Let’s get started: Respond promptly to any requests or questions from your lender to avoid delays, and double-check your loan estimate to ensure all details are correct. Your lender may need to provide additional documentation to complete the process, so make sure you have all your documents in order.
12. Perform the final walkthrough
The final walkthrough is your opportunity to view the property one last time before the transaction is finalized. This is your last chance to address any outstanding issues before the home becomes yours and your responsibility.
Let’s get started: Your agent will schedule a walk-through just before closing. Bring your home inspection checklist and other documents, such as repair bills and receipts, to ensure everything is done as agreed and the home is ready.
13. Closer to your home
Once all conditions have been met, you’re happy with the final walkthrough, and your lender has declared your loan “clear to close,” it’s time to officially close your loan. Once you sign all the documents at the closing table, the house is officially yours and you’ll receive the keys. Congratulations!
Let’s get started: Three business days before the closing date, your lender will provide you with a closing disclosure that outlines the details of your loan, including the exact amount you need to close. At this time, you will wire the closing costs and down payment according to the escrow company’s procedures. Your representative will also be present, and possibly the closing agent, such as the seller and his or her agent, a representative of the escrow or title company, or a real estate attorney.
Other considerations
- When is the best time to buy? Currently, rising mortgage rates and skyrocketing home prices have many people wondering whether they should try to buy a home now or wait until things calm down. Traditionally, spring marks the beginning of home buying season, with many properties hitting the market and activity peaking in late spring and early summer. However, timing the market can be dangerous, especially when things are as volatile as they have been recently, and your own financial preparedness is more important than the timing. If you are financially stable, have enough savings to cover your down payment and other costs, have stable employment and income, and are ready to live in one place for a while, now is the perfect time to buy a home. You can always refinance if interest rates drop significantly.
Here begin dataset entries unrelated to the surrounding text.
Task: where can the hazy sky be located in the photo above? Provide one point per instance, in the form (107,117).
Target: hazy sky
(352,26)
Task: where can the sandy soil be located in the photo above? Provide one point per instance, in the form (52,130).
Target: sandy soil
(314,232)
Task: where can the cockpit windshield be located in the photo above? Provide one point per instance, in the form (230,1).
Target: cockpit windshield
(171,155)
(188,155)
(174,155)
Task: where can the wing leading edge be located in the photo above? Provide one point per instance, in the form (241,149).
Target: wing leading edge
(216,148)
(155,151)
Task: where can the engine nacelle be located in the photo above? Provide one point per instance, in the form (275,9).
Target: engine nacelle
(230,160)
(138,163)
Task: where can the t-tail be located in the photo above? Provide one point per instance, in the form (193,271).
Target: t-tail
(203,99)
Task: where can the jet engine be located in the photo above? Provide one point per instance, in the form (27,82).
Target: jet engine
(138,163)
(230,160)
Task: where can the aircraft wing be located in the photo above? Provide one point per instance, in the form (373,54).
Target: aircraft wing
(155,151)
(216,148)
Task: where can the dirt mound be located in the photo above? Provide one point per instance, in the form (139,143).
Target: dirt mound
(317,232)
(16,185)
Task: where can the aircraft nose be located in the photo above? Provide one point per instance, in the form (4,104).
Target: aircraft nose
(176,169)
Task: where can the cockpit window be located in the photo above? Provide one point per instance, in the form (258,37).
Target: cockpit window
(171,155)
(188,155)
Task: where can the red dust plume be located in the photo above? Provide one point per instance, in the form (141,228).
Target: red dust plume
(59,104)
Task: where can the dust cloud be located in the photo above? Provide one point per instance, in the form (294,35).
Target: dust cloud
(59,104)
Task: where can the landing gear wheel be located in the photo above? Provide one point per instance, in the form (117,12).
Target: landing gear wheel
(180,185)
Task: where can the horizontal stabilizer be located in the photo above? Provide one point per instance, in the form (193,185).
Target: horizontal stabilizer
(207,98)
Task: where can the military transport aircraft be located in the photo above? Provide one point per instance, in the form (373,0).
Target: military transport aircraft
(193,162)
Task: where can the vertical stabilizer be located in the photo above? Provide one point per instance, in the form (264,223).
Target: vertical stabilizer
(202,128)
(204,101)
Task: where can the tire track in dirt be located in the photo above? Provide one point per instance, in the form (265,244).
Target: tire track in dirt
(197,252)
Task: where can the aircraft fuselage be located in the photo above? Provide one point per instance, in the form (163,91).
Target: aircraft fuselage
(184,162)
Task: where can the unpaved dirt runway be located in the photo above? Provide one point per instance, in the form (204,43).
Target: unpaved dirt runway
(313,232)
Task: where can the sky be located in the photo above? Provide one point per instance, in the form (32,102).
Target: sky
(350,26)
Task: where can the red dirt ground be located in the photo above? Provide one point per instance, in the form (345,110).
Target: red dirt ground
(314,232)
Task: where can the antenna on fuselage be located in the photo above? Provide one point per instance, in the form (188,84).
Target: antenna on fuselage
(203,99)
- What is your local market like? The area in which you’re looking for a home has a big impact on what homebuyers should be prepared for. Each market has unique characteristics to consider. For example, taxes, cost of living, job market, and housing conditions in California create different purchasing conditions than in Texas or Ohio. Also, real estate is very localized, even within the same city. You may be surprised to find that market conditions can vary greatly depending on your neighborhood. This is why it’s important to partner with a knowledgeable local agent who understands the intricacies of the market.
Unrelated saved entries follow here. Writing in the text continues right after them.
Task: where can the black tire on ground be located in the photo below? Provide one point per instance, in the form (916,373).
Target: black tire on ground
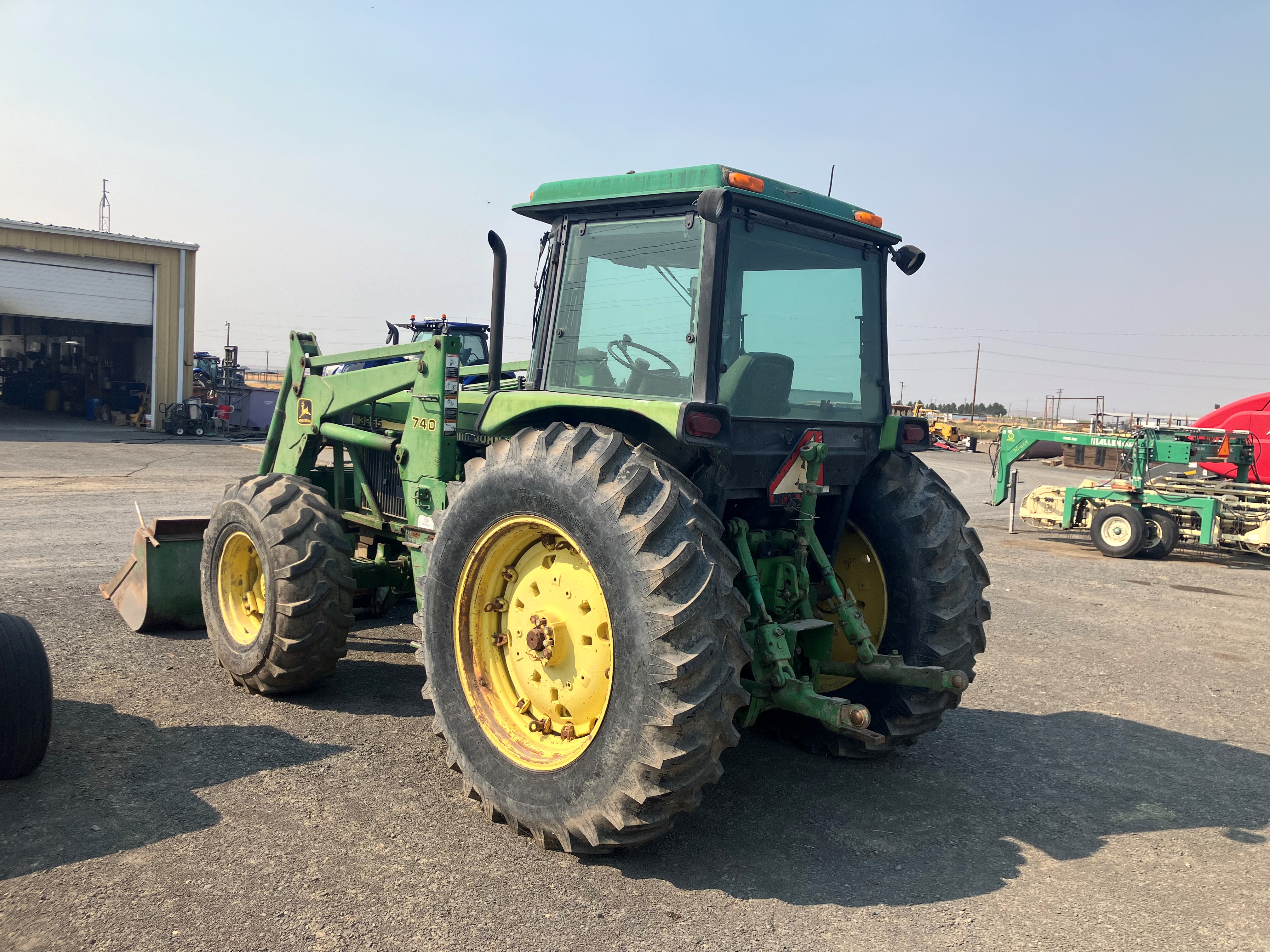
(309,591)
(935,606)
(1118,531)
(1161,534)
(676,617)
(26,699)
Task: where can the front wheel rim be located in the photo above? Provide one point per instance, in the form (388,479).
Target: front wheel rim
(241,588)
(1117,532)
(534,643)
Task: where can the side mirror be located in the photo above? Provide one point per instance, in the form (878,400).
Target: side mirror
(910,258)
(713,205)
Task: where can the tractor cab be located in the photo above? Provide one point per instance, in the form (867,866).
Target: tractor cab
(755,308)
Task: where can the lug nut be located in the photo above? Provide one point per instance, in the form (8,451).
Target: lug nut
(855,715)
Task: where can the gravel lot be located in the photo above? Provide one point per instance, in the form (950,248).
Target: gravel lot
(1104,786)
- How prepared are you for additional costs? In addition to the down payment, there are many other costs involved in purchasing a home, including closing costs. These fees vary by state and individual transaction, but will almost certainly be in the range of several thousand dollars. When budgeting your monthly housing costs, take into account not only the principal and interest of your mortgage payment, but also property taxes, home insurance, homeowners association fees (if applicable), and, if your down payment is less than 20%, private mortgage insurance. Also, don’t forget to set aside money for ongoing maintenance and unexpected repairs.